The pressure on women to submit to the cult of 'having it all' has been crippling for a couple of decades now.
Our careers have to be 'high-powered,' our husbands must be pedigree, the housework must be done while the baby is fed and reared trilingual.
And if one of the boxes isn't checked, we must have some sort of plausible and compelling argument for why we have let the side down.
Sometimes... very often, in fact, this just isn't real life.
Either very tough choices have to be made, between key components of the 'having it all' dream, or peace has to be reached with whichever combination of life factors befall us by circumstance and luck.
Scotland's First Minister Nicola Sturgeon illustrated this eloquently and honestly in a piece written for the Sunday Times this weekend.
It is to be revealed in a new book that Nicola suffered a miscarriage at 40-years-old, while she was Deputy First Minister, and speaks of handling a very personal grief while also maintaining the professionalism required of a demanding job.
In the piece, which accompanied an extract for a new book by Mandy Rhodes, she said:
'There are many reasons why women don't have children. Some of us simply don't want to, some of us worry about the impact on our career - and there is still so much to do, through better childcare, more progressive working practices and more enlightened attitudes, to make sure women don't feel we have to choose. And sometimes, for whatever reason, having a baby just doesn't happen, no matter how much we might want it.'
Nicola mused on the idea of whether she would have made different choices if she could go back, giving a sense of, if not regret, perhaps a melancholy nostalgia for a slightly different set of circumstances, which felt refreshingly honest.
Considering whether she could have successfully built her family while committing to the post of First Minister, she suggested she wasn't sure.

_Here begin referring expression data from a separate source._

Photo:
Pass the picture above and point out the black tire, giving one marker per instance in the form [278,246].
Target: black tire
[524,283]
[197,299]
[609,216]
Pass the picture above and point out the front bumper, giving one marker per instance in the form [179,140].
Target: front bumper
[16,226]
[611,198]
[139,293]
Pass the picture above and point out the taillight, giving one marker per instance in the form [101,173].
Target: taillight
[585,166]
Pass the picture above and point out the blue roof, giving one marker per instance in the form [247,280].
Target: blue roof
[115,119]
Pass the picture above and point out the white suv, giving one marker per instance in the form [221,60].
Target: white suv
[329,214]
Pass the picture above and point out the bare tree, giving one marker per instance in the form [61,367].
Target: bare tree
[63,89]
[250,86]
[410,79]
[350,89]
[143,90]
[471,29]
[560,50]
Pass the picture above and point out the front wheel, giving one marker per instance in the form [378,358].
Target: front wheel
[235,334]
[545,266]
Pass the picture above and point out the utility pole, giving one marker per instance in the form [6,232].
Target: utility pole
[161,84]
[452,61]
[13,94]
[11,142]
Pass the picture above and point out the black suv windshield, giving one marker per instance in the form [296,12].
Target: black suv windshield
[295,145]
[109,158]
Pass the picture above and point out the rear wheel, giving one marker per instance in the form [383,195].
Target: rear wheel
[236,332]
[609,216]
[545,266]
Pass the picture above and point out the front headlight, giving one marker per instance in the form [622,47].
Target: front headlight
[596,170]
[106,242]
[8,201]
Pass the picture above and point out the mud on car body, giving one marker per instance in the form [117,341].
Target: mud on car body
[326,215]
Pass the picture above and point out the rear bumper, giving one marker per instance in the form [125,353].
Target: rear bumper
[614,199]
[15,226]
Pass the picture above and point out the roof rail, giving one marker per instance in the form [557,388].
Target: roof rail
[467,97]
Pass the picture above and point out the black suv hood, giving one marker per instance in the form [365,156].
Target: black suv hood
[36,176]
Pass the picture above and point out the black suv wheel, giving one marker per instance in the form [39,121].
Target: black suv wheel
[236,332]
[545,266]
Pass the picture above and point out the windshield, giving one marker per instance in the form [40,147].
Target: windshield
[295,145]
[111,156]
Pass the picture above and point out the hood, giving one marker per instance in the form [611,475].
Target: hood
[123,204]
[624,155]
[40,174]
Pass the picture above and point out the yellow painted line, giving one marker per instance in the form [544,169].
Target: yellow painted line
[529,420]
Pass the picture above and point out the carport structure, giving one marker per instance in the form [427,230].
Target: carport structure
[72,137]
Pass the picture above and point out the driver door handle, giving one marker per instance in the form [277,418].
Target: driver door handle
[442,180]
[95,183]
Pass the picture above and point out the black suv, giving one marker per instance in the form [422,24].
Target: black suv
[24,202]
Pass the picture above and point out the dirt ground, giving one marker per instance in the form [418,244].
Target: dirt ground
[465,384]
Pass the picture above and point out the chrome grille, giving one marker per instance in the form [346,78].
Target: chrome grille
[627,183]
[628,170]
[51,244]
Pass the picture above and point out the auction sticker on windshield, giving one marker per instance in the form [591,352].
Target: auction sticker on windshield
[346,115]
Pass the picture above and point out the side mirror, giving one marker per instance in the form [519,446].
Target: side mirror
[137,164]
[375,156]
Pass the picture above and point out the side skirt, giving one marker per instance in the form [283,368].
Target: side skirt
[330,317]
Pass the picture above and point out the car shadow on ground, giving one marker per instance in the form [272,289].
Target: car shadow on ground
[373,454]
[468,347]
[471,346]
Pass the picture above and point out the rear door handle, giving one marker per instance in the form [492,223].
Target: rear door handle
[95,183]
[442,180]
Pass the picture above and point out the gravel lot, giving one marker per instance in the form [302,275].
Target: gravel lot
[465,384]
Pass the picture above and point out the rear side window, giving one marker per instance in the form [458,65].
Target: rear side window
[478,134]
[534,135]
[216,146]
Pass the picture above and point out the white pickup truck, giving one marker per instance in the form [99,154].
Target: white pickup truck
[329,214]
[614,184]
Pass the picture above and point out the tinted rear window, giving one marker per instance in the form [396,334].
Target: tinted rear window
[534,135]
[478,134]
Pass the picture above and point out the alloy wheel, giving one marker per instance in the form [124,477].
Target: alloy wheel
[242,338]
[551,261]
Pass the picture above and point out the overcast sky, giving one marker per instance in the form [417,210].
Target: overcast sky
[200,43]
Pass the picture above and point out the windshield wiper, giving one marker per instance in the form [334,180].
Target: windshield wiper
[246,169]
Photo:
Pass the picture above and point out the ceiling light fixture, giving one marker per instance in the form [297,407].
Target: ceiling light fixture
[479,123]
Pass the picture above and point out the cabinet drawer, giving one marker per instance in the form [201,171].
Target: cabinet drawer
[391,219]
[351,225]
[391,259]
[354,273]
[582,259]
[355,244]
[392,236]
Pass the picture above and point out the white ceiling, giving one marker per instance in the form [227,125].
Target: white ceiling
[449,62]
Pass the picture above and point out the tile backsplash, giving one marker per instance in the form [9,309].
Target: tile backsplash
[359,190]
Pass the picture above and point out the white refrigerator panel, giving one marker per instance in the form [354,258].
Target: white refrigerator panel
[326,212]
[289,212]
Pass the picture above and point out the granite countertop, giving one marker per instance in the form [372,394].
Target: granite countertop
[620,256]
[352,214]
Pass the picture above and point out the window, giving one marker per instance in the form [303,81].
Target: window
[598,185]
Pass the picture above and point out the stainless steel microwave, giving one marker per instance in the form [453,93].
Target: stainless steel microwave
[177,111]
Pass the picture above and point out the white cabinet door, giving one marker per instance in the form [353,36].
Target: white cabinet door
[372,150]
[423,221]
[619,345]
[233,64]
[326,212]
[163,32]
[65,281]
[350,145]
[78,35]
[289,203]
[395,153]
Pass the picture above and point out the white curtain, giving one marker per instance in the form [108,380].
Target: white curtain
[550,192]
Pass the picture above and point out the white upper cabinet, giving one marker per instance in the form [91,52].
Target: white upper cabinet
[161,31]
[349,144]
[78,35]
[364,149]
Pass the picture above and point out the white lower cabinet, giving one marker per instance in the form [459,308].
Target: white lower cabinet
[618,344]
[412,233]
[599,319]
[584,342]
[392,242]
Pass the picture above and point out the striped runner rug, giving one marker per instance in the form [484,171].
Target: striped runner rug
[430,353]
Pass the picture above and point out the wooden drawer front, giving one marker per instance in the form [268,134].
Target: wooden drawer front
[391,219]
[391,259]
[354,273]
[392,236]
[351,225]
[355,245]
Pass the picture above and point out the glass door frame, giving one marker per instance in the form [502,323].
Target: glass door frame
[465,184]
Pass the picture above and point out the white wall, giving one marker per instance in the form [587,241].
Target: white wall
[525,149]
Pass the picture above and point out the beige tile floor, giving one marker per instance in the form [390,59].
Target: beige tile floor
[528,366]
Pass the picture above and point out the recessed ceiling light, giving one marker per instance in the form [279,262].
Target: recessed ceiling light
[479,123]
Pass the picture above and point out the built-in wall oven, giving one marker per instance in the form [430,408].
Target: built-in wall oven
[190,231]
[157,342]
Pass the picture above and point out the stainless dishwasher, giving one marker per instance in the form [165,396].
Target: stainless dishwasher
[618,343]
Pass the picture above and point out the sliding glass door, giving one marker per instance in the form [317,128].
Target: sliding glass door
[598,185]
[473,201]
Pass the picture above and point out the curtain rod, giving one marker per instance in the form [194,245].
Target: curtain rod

Speaking of her reasons for revealing the miscarriage, she said: 'the point is that judgments and assumptions shouldn't be made about what are personal choices and experiences.
'I gave [Mandy Rhodes] the go ahead to make reference to it now in the hope that it might challenge some of the assumptions and judgements that are still made about women - especially in politics - who don't have children.'
She's right to reference politics in particular. There seems to be a pointed social stigma around childless politicians. As if their lack of family denotes some sort of untrustworthiness, like we can only put stock in someone that follows traditional behaviour patterns. We're all too slow to consider that it might be a sign they're extra-committed to the job at hand, rather than the job at home.
Either way, bravo Nicola Sturgeon, for the world needs more politicians who choose honesty over obfuscation.